‘Masterpiece Theater,’ Now in 3 Flavors: Classic, Mystery, Contemporary

Gillian Anderson, best known to American audiences as Agent Dana Scully of the F.B.I., from the Fox television show “The X-Files,” will be one of the new hosts of “Masterpiece Theater” on PBS when it begins its new season on Jan. 13, the program’s producers plan to announce today.

Naming Ms. Anderson as a host is part of a broad overhaul of the look and scheduling of “Masterpiece Theater,” now 37 years old, intended to bring in more viewers by getting rid of some of the packaging that Rebecca Eaton, the program’s executive producer, said was beginning to look antiquated. Among other changes, the series, which won three Emmy Awards this year, will group films by genre, separating the period works from the contemporary dramas.

Ms. Anderson will introduce the January-to-May block of costume dramas that are to be known as “Masterpiece Classic.” They will begin this season with adaptations of six Jane Austen novels. Additional hosts will be chosen to introduce summer programming under the rubric “Masterpiece Mystery!” and the fall block of dramas, to be known as “Masterpiece Contemporary.”

Even the familiar opening music — Jean-Joseph Mouret’s brass fanfare “Rondeau” — won’t be spared. It will be heard only in snippets in the new opening.

In another change the producers have begun negotiating for Internet streaming rights to the films they acquire; this season some of them will be available streamed online for the first time, and on video on demand.

“After 37 years I decided we should take a good hard look at how ‘Masterpiece Theater’ was coming across to the public,” Ms. Eaton said. What emerged from research, she said, was that “the caliber of the programming is not what should be changed but perhaps the on-air look and presentation and scheduling of the programming.”

Taking pains to reassure the series’s passionate fans, who research showed were among the most loyal donors to public television stations, Ms. Eaton said: “We’re not tarting it up or dumbing it down. We’re making it as easy as possible to find and get into the programs.”

“Masterpiece Theater” is one of the higher rated PBS programs. John Boland, the chief content officer for PBS, said the extensive audience research showed that viewers singled it out as one of six programs that defined public television for them. With that in mind, PBS and the Corporation for Public Broadcasting allocated extra money for the overhaul and promotion of the series this season. “Every jewel needs a little polishing now and then,” Mr. Boland said.

While the goal is to attract more viewers, he said “the relaunch certainly can’t hurt” efforts by PBS to find a new corporate sponsor for the program, which has been without underwriting since 2004 when ExxonMobil ended its support of about $9 million annually. Even without a sponsor PBS is “committed to ‘Masterpiece Theater’ for the long term,” Mr. Boland said.

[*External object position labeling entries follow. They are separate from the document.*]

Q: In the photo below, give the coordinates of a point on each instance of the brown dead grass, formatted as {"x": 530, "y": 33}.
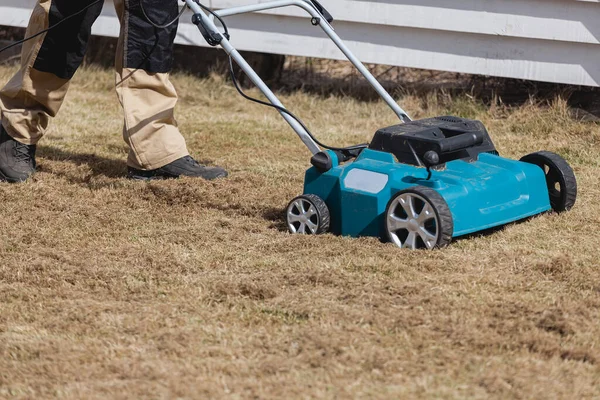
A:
{"x": 191, "y": 289}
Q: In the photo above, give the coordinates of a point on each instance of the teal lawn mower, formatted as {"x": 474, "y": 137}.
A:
{"x": 418, "y": 184}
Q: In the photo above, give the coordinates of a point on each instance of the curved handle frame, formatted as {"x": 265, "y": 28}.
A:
{"x": 317, "y": 19}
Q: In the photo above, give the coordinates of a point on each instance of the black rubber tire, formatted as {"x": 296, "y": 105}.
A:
{"x": 558, "y": 172}
{"x": 323, "y": 216}
{"x": 440, "y": 207}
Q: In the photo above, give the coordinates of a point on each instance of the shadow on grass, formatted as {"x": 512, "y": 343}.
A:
{"x": 99, "y": 166}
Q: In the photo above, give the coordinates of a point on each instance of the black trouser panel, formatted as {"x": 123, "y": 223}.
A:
{"x": 150, "y": 48}
{"x": 64, "y": 46}
{"x": 147, "y": 48}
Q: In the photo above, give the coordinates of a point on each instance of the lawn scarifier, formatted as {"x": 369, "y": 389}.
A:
{"x": 419, "y": 183}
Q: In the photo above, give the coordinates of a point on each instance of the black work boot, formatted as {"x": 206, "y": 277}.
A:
{"x": 17, "y": 160}
{"x": 184, "y": 166}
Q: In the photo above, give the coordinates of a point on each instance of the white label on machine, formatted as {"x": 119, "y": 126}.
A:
{"x": 366, "y": 181}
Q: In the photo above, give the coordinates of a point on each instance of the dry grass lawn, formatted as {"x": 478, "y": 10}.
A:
{"x": 189, "y": 289}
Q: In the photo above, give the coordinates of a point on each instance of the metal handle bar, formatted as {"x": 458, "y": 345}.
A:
{"x": 327, "y": 28}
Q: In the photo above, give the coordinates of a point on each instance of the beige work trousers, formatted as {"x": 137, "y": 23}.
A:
{"x": 32, "y": 97}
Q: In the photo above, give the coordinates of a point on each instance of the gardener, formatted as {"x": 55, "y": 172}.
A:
{"x": 144, "y": 58}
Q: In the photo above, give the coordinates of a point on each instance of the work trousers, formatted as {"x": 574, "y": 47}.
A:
{"x": 143, "y": 60}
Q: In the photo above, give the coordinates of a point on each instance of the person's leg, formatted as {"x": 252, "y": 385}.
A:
{"x": 144, "y": 60}
{"x": 37, "y": 90}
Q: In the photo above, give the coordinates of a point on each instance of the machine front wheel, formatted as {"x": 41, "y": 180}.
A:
{"x": 308, "y": 215}
{"x": 419, "y": 218}
{"x": 560, "y": 178}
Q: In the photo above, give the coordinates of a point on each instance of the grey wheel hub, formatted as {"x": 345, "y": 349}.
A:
{"x": 302, "y": 217}
{"x": 412, "y": 222}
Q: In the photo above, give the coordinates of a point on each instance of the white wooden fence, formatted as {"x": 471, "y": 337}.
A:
{"x": 544, "y": 40}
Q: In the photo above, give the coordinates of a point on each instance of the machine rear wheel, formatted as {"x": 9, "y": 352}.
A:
{"x": 419, "y": 218}
{"x": 308, "y": 215}
{"x": 560, "y": 178}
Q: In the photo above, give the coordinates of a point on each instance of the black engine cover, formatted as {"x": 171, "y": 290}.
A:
{"x": 451, "y": 137}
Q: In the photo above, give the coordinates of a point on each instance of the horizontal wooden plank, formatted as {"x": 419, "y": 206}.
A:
{"x": 572, "y": 59}
{"x": 570, "y": 21}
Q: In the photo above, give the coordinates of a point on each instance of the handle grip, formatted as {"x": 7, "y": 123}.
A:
{"x": 461, "y": 141}
{"x": 322, "y": 10}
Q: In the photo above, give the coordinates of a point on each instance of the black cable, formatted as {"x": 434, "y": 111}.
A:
{"x": 161, "y": 26}
{"x": 217, "y": 16}
{"x": 51, "y": 27}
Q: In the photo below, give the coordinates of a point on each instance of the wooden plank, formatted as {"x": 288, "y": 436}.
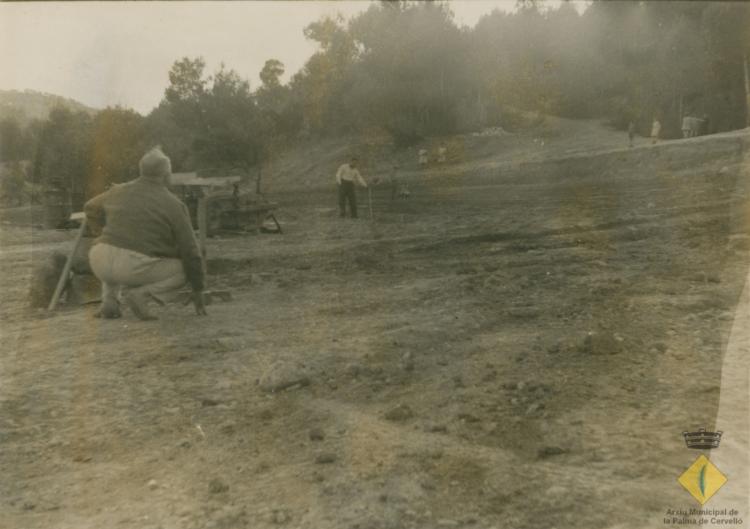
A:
{"x": 66, "y": 270}
{"x": 202, "y": 229}
{"x": 193, "y": 180}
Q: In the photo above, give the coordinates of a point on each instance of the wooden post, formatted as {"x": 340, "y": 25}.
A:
{"x": 66, "y": 270}
{"x": 202, "y": 229}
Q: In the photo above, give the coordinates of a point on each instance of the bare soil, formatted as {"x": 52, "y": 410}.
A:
{"x": 520, "y": 349}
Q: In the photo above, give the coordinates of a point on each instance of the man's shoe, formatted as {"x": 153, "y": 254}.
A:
{"x": 138, "y": 303}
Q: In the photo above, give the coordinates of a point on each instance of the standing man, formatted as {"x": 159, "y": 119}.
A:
{"x": 346, "y": 176}
{"x": 655, "y": 131}
{"x": 631, "y": 133}
{"x": 146, "y": 245}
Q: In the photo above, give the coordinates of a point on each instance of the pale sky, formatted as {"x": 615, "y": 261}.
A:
{"x": 119, "y": 53}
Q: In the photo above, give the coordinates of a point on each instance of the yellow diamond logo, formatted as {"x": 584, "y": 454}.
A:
{"x": 702, "y": 479}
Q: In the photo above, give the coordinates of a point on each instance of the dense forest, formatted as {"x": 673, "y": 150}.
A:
{"x": 408, "y": 70}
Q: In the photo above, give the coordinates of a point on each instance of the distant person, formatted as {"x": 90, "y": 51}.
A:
{"x": 146, "y": 245}
{"x": 655, "y": 131}
{"x": 346, "y": 176}
{"x": 442, "y": 153}
{"x": 631, "y": 133}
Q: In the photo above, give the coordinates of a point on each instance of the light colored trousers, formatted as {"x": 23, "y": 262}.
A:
{"x": 118, "y": 268}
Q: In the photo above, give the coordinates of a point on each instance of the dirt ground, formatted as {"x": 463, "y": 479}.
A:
{"x": 520, "y": 351}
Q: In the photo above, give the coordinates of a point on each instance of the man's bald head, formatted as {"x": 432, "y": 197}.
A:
{"x": 155, "y": 165}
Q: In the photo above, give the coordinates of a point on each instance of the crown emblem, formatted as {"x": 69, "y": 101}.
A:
{"x": 702, "y": 440}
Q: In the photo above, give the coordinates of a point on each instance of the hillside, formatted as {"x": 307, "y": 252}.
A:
{"x": 28, "y": 104}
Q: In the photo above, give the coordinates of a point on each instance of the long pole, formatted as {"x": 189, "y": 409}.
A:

The choice of the 39-year-old Ms. Anderson as host is a significant change from the previous two occupants of the job, both of whom were male journalists: the British-born Alistair Cooke, who introduced the program from 1971 until 1992, and his successor, Russell Baker, the former columnist for The New York Times.

The program has been without a host since Mr. Baker stepped down in 2004. Ms. Anderson is also “considerably younger than either of our previous hosts,” Ms. Eaton said, adding that Ms. Anderson would be alone in a studio, not sitting in the show’s familiar book-lined study. Ms. Anderson, who lives in London and is about to start shooting an “X-Files” film sequel, is already familiar to “Masterpiece” viewers, having starred as Lady Dedlock in Charles Dickens’s “Bleak House,” shown on PBS in January 2006.

In addition to the Austen films, which will begin with a new adaptation of “Persuasion,” starring the British actress Sally Hawkins, the season includes “Miss Austen Regrets,” a biography of the novelist. Other films include “Cranford,” a three-part mini-series starring Judi Dench; “My Boy Jack,” starring Daniel Radcliffe, of the Harry Potter movies, playing the son of the author Rudyard Kipling; and a new adaptation of E. M. Forster’s “Room With a View.”